Diskurs Dermatologie:
Welche Arten von Blutprodukten gibt es und werden diese rechtlich alle gleich bewertet?

Astrid Tomczak:
Grundsätzlich ist es so, dass für alle durch Entnahme gewonnenen Blutprodukte das Transfusionsgesetz gilt. Dies ist unabhängig davon, ob
es sich um eine Fremdspende (Bluttransfusion) oder Eigenspende (z.B. zur PRP-Therapie) handelt. Dabei gelten (Eigen-)Blutzubereitungen nach § 4 Abs. 2 AMG als Arzneimittel. Auch unverändertes Blut, mit anderen Stoffen vermengtes oder mit Sauerstoff angereichertes Blut ist ein Arzneimittel im Sinne von § 2 Abs. 1 Nr. 1 i.V.m. § 3 Nr. 3 AMG, wenn es zu therapeutischen Zwecken eingesetzt wird.

Das Transfusionsgesetz unterscheidet aber im Weiteren zwischen Blutprodukten und homöopathischen Blutprodukten. Dieser Unterschied ist deshalb so wichtig, weil sich genau darum die langjährigen Gerichtsstreitigkeiten entzünden. Hintergrund ist der im Transfusionsgesetz niedergelegte Arztvorbehalt für Blutspenden. Nach § 7 Abs. 2 TFG darf nämlich die Entnahme einer Blutspende nur durch eine ärztliche Person oder durch anderes qualifiziertes Personal unter ärztlicher Aufsicht erfolgen. Damit wäre es für Heilpraktiker nicht möglich, Blutentnahmen für eine Eigenbluttherapie vorzunehmen. Allerdings kennt das Transfusionsgesetz eine Ausnahme zum Arztvorbehalt. Dieser soll nämlich dann nicht zum Tragen kommen, wenn nur eine geringfügige Menge Blut entnommen wird (§ 28 Abs. 2 TFG: „homöopathische Eigenblutprodukte“).
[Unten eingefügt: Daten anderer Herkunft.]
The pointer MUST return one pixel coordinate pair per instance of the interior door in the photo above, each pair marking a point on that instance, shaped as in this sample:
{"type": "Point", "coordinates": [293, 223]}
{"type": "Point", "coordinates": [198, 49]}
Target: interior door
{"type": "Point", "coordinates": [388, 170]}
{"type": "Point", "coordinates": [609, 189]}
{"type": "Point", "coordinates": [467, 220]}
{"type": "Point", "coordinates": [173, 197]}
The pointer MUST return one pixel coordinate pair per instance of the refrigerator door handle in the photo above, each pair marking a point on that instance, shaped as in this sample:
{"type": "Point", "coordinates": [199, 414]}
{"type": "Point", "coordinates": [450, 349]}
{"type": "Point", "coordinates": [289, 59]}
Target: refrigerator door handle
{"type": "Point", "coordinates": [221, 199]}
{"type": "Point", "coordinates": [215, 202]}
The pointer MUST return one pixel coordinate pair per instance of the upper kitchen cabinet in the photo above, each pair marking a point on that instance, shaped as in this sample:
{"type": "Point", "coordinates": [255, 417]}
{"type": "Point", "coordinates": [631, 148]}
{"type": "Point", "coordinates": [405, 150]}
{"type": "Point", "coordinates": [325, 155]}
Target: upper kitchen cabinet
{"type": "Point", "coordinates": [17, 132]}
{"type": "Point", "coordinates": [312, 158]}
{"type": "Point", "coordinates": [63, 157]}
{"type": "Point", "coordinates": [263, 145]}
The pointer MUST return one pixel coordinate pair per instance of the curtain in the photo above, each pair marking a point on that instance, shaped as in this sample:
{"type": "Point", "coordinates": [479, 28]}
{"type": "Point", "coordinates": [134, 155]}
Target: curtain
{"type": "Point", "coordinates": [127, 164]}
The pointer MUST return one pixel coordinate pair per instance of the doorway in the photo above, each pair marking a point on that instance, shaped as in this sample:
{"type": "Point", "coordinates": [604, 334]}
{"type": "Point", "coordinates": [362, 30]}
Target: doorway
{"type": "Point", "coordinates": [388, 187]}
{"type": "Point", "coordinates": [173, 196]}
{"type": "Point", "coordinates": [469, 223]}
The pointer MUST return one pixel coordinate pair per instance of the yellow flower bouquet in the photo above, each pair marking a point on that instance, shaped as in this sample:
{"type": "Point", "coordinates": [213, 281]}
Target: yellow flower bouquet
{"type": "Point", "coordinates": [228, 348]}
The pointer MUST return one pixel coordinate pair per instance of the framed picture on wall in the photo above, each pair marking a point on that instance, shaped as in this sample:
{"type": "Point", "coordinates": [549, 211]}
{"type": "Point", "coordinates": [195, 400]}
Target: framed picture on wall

Das Transfusionsgesetz definiert dabei weder, welche Menge als geringfügig anzusehen ist, noch, welche Eigenblutprodukte als homöopathisch zu werten wären.

Diskurs Dermatologie:
Welche Urteile sind bisher ergangen?

Astrid Tomczak:
Der Streit um die Definition homöopathischer Eigenblutprodukte begann bereits 2010 im Saarland. Zwei Jahre darauf entschied der Bundesgerichtshof (BGH, Urteil vom 17. Januar 2012 – VI ZR 336/10 ), dass Heilpraktiker die Eigenbluttherapie in Form der Entnahme und Re-Injektion von unverändertem Vollblut und in Form der Entnahme und Re-Injektion von mit nicht verschreibungspflichtigen homöopathischen Arzneimitteln versetztem Vollblut durchführen dürfen. Diese würden der Ausnahme nach § 28 Abs. 2 TFG unterliegen.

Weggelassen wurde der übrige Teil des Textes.